Les falaises de sable rouge de Bayanzag, communément appelées « falaises enflammées », « falaises flamboyantes » ou « flaming cliffs » à l’international, sont depuis plusieurs années devenues un incontournable de Gobi, à 100 km environ au nord-ouest de Dalanzadgad, et 600 de la capitale.
Il y a plus de 70 millions d’années, cette plaine n’avait pas les traits aussi désertiques qu’on lui connaît aujourd’hui, mais ressemblait plutôt à une forêt tropicale humide dans laquelle vivaient nombre de dinosaures. Ce sont d’ailleurs eux qui, indirectement, ont rendu le site aussi célèbre. En 1922, le paléontologue américain Roy Chapman Andrews fut le premier à y découvrir des os, mais surtout des œufs de dinosaures dans ces falaises de sable sédimentaire. Ces découvertes attirèrent les yeux du monde entier. Les nôtres aussi.
On pourrait donc s’imaginer suivre ici les traces de ces géants du secondaire, mais il n’en est rien puisqu’on n’en voit plus la trace, bien que la rumeur semble indiquer le contraire. Quelques babioles sur les étals à l’entrée du site à l’image de ces colosses d’un autre âge, nous rappellent qu’en ces lieux se jouait le théâtre d’un monde qui nous est encore méconnu. Il n’y a plus fouilles, les dinosaures s’en sont allés. L’intérêt désormais est ailleurs, devant nos yeux.

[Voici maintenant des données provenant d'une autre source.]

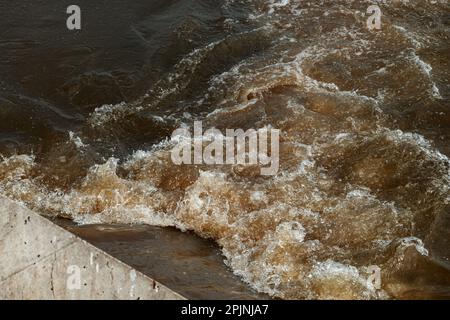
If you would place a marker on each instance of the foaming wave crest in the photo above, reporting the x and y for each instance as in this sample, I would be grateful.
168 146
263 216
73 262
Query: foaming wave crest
364 170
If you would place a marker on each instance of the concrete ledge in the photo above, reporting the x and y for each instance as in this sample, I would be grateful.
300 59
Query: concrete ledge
40 260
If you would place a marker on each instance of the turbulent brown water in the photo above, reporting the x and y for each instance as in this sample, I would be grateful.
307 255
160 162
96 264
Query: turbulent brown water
365 119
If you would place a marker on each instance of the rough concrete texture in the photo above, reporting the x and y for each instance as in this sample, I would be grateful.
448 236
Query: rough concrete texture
40 260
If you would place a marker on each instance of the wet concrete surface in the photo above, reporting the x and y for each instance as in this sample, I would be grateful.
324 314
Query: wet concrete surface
182 261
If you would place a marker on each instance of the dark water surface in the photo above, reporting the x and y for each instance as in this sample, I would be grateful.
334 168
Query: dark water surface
364 174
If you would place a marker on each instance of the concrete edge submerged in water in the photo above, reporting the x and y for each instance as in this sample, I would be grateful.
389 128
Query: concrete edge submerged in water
40 260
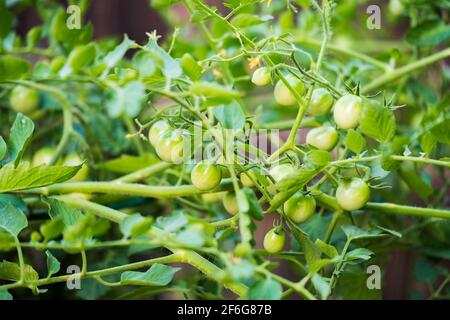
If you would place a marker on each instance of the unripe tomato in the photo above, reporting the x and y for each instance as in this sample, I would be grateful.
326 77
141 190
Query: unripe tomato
213 197
245 178
323 138
157 129
300 207
261 76
352 194
347 111
74 159
321 102
24 100
274 240
230 203
174 146
281 171
242 249
205 175
283 95
43 157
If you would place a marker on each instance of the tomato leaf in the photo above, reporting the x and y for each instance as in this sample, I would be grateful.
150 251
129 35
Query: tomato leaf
169 66
23 177
6 19
157 275
53 265
127 100
113 57
60 210
230 116
135 225
11 271
190 67
3 148
21 132
214 90
12 220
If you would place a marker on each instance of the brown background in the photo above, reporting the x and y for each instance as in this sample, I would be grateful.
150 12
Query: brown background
135 18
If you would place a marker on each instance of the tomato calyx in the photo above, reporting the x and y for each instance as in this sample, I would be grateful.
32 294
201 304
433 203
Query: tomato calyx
174 146
283 95
261 76
300 207
323 138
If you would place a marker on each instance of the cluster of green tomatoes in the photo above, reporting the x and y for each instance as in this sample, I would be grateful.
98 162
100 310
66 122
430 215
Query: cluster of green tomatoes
171 145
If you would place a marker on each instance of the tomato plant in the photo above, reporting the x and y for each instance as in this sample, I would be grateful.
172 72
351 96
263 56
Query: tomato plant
127 161
274 240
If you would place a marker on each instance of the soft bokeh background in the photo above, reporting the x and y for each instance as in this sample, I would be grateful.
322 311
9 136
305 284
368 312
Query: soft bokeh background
113 18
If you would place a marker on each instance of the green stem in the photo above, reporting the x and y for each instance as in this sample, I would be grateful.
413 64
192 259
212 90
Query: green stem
295 286
393 157
400 72
135 139
308 122
332 226
183 255
346 51
67 114
124 189
331 202
144 173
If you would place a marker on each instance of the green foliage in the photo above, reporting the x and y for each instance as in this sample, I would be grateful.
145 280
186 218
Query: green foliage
127 215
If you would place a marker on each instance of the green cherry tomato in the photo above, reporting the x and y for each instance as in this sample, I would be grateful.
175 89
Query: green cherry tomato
274 240
300 207
283 96
24 100
323 138
206 176
261 76
347 111
321 102
352 194
230 203
74 159
157 129
174 146
43 157
281 171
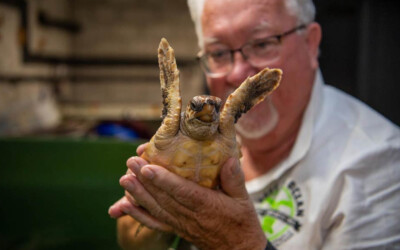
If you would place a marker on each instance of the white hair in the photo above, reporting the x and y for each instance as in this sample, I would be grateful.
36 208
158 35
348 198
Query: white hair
304 10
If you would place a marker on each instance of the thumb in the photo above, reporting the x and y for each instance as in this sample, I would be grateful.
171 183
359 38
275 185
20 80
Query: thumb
232 179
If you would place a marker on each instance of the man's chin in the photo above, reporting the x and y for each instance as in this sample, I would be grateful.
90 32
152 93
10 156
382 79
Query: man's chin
259 121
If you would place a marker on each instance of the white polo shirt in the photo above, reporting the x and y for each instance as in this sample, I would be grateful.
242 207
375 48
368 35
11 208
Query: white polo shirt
340 186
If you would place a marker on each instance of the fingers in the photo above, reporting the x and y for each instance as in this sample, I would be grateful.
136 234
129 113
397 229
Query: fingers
115 210
140 149
140 215
232 179
144 199
187 193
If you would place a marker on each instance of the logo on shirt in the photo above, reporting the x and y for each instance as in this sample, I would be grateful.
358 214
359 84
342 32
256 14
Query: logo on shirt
279 211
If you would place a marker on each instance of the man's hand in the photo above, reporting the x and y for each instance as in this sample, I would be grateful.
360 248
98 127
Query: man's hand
223 219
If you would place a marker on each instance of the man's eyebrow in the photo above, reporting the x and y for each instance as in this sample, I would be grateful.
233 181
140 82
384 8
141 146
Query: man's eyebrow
210 40
262 26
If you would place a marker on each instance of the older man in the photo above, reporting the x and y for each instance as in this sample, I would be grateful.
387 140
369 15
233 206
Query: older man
320 170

Au départ on n’a pas vraiment senti le coup venir. Midi passé et le cahot du van sur la piste qui s’approche dangereusement des Flaming Cliffs. On se regarde, on s’interroge. « Tu vois là-bas? Ça y ressemble, non? » « Attends, mais on va où là? » « Vont quand même pas nous débarquer sur site à cette heure-ci? » Chaleur écrasante, un soleil au zénith aux rayons d’une blancheur saisissante, je caresse déjà mon appareil. Toi, mon ami, tu vas devoir faire des miracles, moi, j’en ai pas le goût. Aveuglé devant comme derrière mon objectif je ne remarque pas les promesses d’une falaise à l’érosion perlée d’un orange encore timide devant moi, et bientôt sous mes pieds. Un pas et c’est le vide. Un pas, et c’est la chute. Mais mon aventurière me rattrape.
« En tongs ça le fait pas. Sans crème indice 2000 ça le fait pas. Sans 3 litres d’eau ça le fait pas. Sous 75° ça le fait pas. JP! j’y vois rien j’ai la rétine de l’œil gauche qui fond… »
« Oui, ça le fait pas, j’ai compris. T’façon, moi aussi ça me fait chier, j’ai pas envie de crever là et ça va rien rendre en photo. »
Un écueil supplémentaire dans l’organisation du trek qui ne nous a toutefois pas empêchés de revenir 5 heures plus tard. Ce panorama méritait bien de se parer de ses plus beaux atours, et d’une élégante luminosité, moins agressive, plus douce. Et là, enfin, un relief à l’ocre rouge se dessine à mesure que s’estompent les rayons du soleil, mais il est encore haut. Plus tard, les falaises brûleront, il faut d’ores et déjà en profiter. Plus tard, quand les falaises s’enflammeront, nous ne serons plus là pour les voir.
Allez-y avant le coucher du soleil, vous vivrez quelque chose de géant.
Quelques mots pour conclure sur le saxaoul (ou saxaul), un arbuste endémique d’Asie Centrale et plus particulièrement de Mongolie. La bande vert plus sombre sur la photo du dessus, c’est justement une forêt de saxaouls. Bayanzag (qui signifie «riche en saxaoul») est un endroit parfait pour les observer. On dit qu’ils restent toujours verts, qu’ils mettent un siècle environ pour atteindre une hauteur de 4 mètres, et j’ai eu la chance d’aller me balader au milieu de ceux de cette espèce comptant parmi les plus majestueux, à quelques dizaines de mètres seulement de notre ger (yourte). J’ai pris mon appareil en pensant faire de belles photos.
Je n’ai jamais ouvert mon boitier.
Sur place, une impression de ras-le-bol et de dégoût, exacerbé probablement par un camp déjà dépassant les limites du supportable. Un lieu d’aisance au beau milieu d’une décharge sous l’ombre d’un feuillage malmené par le vent. Le silence coupable de l’incartade. Pas un bruit, sinon celui des mouches.